I have no experience with Mudbox auto-retopo, but QuadRemesher offers options to guide the topology. I hope the Blender add-on will offer such options too. There are no ZBrush-style polygroups in Blender, but maybe the add-on will have an option to define polygroups, and/or use vertex groups.
You can see videos for the mudbox autoretopologizer. It works by drawing lines with a grease pencil like tool. It has symmetry. And it makes quads. Not only this, but it only cost $10.00 per month. I plan on waiting until I have 5 models to topologize, then getting it for one month. Cost would be $2.00 per model.
Besides the videos, I want to know if it really is good.
Quad Remesher looks really great. The beta of Rhino7 has something similar and it works like a charm for large scale architecture scenes.
Any info about the blender release?
For me this tool will be instant buy once it is available and the sooner the better.
No news yet. I’ll send the developer an e-mail pointing him to this discussion to see the level of demand. He already included a link to this thread on his site by the way (at the bottom of the main QuadRemesher page).

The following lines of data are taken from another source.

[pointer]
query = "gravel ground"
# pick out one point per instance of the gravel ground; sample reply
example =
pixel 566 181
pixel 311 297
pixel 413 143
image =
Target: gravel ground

Some news to wet your appetite:
I’m corresponding with Maxime, the QuadRemesher developer. He’s working hard on the Blender add-on and told me you will be able to use Blender materials assigned to faces to indicate polygroups. Clever solution.

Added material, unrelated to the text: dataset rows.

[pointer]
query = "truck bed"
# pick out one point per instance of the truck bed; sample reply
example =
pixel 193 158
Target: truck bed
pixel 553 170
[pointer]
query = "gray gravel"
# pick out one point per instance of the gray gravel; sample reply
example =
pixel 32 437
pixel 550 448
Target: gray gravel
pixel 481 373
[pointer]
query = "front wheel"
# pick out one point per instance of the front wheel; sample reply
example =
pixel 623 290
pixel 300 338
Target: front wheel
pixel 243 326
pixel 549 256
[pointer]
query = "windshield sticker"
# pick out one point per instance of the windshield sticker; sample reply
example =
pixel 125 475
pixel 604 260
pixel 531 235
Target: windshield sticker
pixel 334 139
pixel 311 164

When there’s more news I’ll post it here right away.
Nice. I hope Pablo does the same thing with Sculpt Mode by allowing you to mask and hide/unhide parts of a mesh with materials like they were polygroups. Would be a massive improvement to workflow for sure.
Agreed! I’d also very much welcome the ZBrush polygroup tools, like Polish By Groups, Auto Groups, Groups By Normal, etcetera.

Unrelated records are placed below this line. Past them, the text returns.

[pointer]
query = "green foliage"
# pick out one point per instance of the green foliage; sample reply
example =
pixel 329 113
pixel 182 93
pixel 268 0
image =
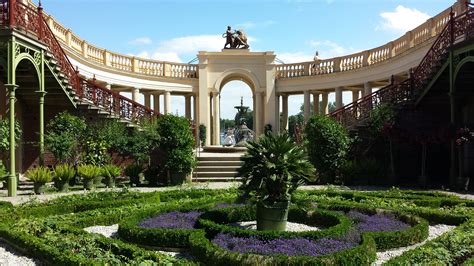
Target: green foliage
pixel 364 170
pixel 451 248
pixel 110 171
pixel 95 151
pixel 5 134
pixel 327 143
pixel 177 141
pixel 39 175
pixel 63 134
pixel 88 171
pixel 134 171
pixel 3 171
pixel 202 134
pixel 273 168
pixel 63 172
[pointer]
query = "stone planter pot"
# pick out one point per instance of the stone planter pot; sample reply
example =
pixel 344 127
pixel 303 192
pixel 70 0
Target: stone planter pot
pixel 110 183
pixel 177 178
pixel 272 217
pixel 88 184
pixel 98 180
pixel 62 186
pixel 39 188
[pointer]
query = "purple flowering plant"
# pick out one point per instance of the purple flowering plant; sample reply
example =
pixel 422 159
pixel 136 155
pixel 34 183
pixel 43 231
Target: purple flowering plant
pixel 172 220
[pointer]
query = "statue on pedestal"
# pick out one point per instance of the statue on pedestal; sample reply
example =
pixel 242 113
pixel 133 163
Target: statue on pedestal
pixel 235 39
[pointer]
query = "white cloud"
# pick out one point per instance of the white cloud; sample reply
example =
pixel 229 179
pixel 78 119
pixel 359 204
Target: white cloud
pixel 402 19
pixel 141 41
pixel 251 25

Indeed! The funny thing about Blender is that it has a lot of this functionality, but you can’t really use them yet inside Sculpt Mode. Once tried making polygroup materials and used hide/unhide based on my selections in Edit Mode so I could move over to Sculpt Mode to sculpt specific areas. Didn’t work, though. XD
I also really miss the Deformation ➔ Polish tool from ZBrush. I used a slight Polish to smooth my whole model or an unmasked area ever so often. The Sculpt Mode Features build includes a smooth, but it’s not as sophisticated and volume-preserving as ZBrush Polish.
(I’m writing in the past tense about ZBrush use because I’m trying hard to condense all my work to Blender only.)
Polygroups would be so awesome (essential) to have.
Group loops, preserve loops when Zremeshing, quick one click masking or isolating groups… One of the features I use every single day in Zbrush and just can’t seem to be getting in Blender anytime soon. Vert groups only take you so far, when working with 20-40M poly meshes it’s getting laggy very fast.
Someone give Pablo more coffee .
Agreed!
By the way, just in case anyone missed it…
Thanks for staying in touch with Maxime and keeping us posted!
I’ll be one of the many who’re going to instant buy that addon . Glad to see Blender being on the same list as Houdini and C4D.
To be honest I’m using Maya during my day job working with a big team, and I’m consciously not pressing for the Maya plugin because I’m waiting for the Blender addon. I’d rather use it with Blender, get more people hooked.
That makes two of us.
Does Perpetual License mean it lasts forever as in a Once off buy ?
I guess it’s a perpetual license for the version you’ve bought, but future upgrades might cost extra. But I don’t know this. You could ask this in Polycount’s QuadRemesher topic. Several people there have already bought it for other 3D editors, and the developer is also answering questions every now and then.
Well as long as it isn’t Monthly Subscription
There’s also a subscription license among the options, but I’m definitely going for the Perpetual Pro license when QuadRemesher is available for Blender.
User Mattli911 at the Blender Developer Talk forum has downloaded the QuadRemesher trial version for 3ds Max and compared it to the new ZRemesher 3.0. He concluded that QuadRemesher gave a better result than ZRemesher. Here’s the QuadRemesher result:
Every time a see a new comment on this thread I get excited thinking it’s been released .
With zremesher one may need to play with the settings a bit, making some groups by normals and detect edges can improve the result when working with cad stuff. I’m already happy if it’s close to zremesher, of course if it’s even better I won’t complain either.